Sure they cant compete on price, but what are the other reasons for you to buy a legitimate product? Other than "Because its the legal/right thing to do"?
Hat off to you sir, for seeing the true problem of piracy. The way companies react to piracy will effect the end-user the most. The problem is truly that piracy ends up hurting the legitimate consumer more that the, uh "pirate".
Excellent, I think one thing PC games can do that pirated games can't do is offer integrated online services, all the bells and whistles and MORE that are normally seen with online multiplayer only bring them to the single player as well.
Now this is highly relevant to the controversial Ubisoft DRM, as everyone asks the obvious question "why would a single-player connection need - in terms of consumer needs - to be connected to the internet?"

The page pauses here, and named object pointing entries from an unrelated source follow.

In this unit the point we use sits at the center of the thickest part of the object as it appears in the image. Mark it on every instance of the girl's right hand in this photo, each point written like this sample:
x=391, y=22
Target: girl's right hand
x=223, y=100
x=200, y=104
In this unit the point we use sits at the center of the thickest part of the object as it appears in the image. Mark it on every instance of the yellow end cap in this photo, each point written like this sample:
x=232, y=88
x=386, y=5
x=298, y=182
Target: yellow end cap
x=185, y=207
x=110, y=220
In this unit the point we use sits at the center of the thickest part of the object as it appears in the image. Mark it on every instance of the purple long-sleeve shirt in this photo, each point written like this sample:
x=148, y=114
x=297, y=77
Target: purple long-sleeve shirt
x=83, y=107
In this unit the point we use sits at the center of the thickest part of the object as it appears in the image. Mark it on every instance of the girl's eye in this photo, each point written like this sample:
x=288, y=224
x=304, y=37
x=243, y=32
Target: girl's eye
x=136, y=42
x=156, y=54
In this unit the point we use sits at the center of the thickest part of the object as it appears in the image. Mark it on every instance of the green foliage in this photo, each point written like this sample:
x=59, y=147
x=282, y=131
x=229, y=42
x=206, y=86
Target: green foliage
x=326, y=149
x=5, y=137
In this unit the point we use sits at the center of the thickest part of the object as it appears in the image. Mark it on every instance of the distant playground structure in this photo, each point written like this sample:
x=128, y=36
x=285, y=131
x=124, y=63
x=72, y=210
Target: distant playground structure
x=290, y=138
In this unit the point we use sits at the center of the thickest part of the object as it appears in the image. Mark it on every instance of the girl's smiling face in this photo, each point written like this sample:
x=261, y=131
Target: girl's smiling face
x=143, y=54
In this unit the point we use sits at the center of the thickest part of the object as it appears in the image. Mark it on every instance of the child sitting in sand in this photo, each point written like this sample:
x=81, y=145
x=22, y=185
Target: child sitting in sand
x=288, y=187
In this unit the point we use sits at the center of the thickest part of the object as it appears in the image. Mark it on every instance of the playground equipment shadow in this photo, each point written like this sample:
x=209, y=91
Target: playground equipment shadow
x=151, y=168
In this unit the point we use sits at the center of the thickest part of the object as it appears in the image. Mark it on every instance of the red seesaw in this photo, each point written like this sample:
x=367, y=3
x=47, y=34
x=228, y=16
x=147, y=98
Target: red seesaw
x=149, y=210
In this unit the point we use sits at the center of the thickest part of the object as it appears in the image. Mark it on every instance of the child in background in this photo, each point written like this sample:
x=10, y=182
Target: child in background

Well, in the case of Assassin's Creed 2 and other recent games, I have to admit no, that online connection is FAR more of an impediment and benefit, but I see it as a missed opportunity to take full advantage of a "connected" online.
Singleplayer means precisley that, only a single player is the centre of the game and only their needs have to be catered for, that doesn't mean the game has to be designed, wound up and set to function entirely in isolation, with a game connected to developers servers there are whole new opportunities.
one area I am particularly interested in is server-side processing. Somewhat inspired by Onlive though I think that particular technology is doomed to fail as it cannot deliver both the quantity AND quality of data for high resolution and high framerate video with low latency.
However, take the video out of the loop, leave the video up to each users video card, it's the physics, the AI, the CODE of what is actually happening, that can be incredibly complicated but the data flow can be very low, kilobytes per second rather than gigabytes per second (that's raw pixel output for HD monitor at 60Hz). Send that off to the server, get it to figure out how a flag is supposed to blow in the wind, how a million tiny particles tumble and fall, then once those trajectories are mapped by a centralised, purpose built computer, send the data back to my PC for my video card to render it.
No compression, yet keep low latency and do what most home PCs and consoles find impossible.
And yeah, not limited to physics, what about the AI, imagine the type of AI you could get if you had a SUPER COMPUTER that the developers were constantly tweaking and could have had specially made to program for it.
Other things about integrated online singleplayer is how it can emphasise how even in single player your are part of a community, all connected to the same network, Valve have shown the way with Steam. Auto-save not just game position... but demos. And a small thing, a demo in this context is a data file that records everything that "happens" in a game, if a rocket is fired, there is code for that which is "announced" and the trajectory and all that is recorded and every other thing in the game.
It can be stored online for posterity to prove your feats, play them back and hell, even relive them. Access your best moments and kick back in at just the right point you want so you can try something new.
Sure, all of that is technically possible while offline, and I think it should be available off-line, but the advantage of online is all your gameplay can be VERIFIED, you can't cheat with the server watching (not easily). This means achievements can have much more value, hmmm, points mean prizes!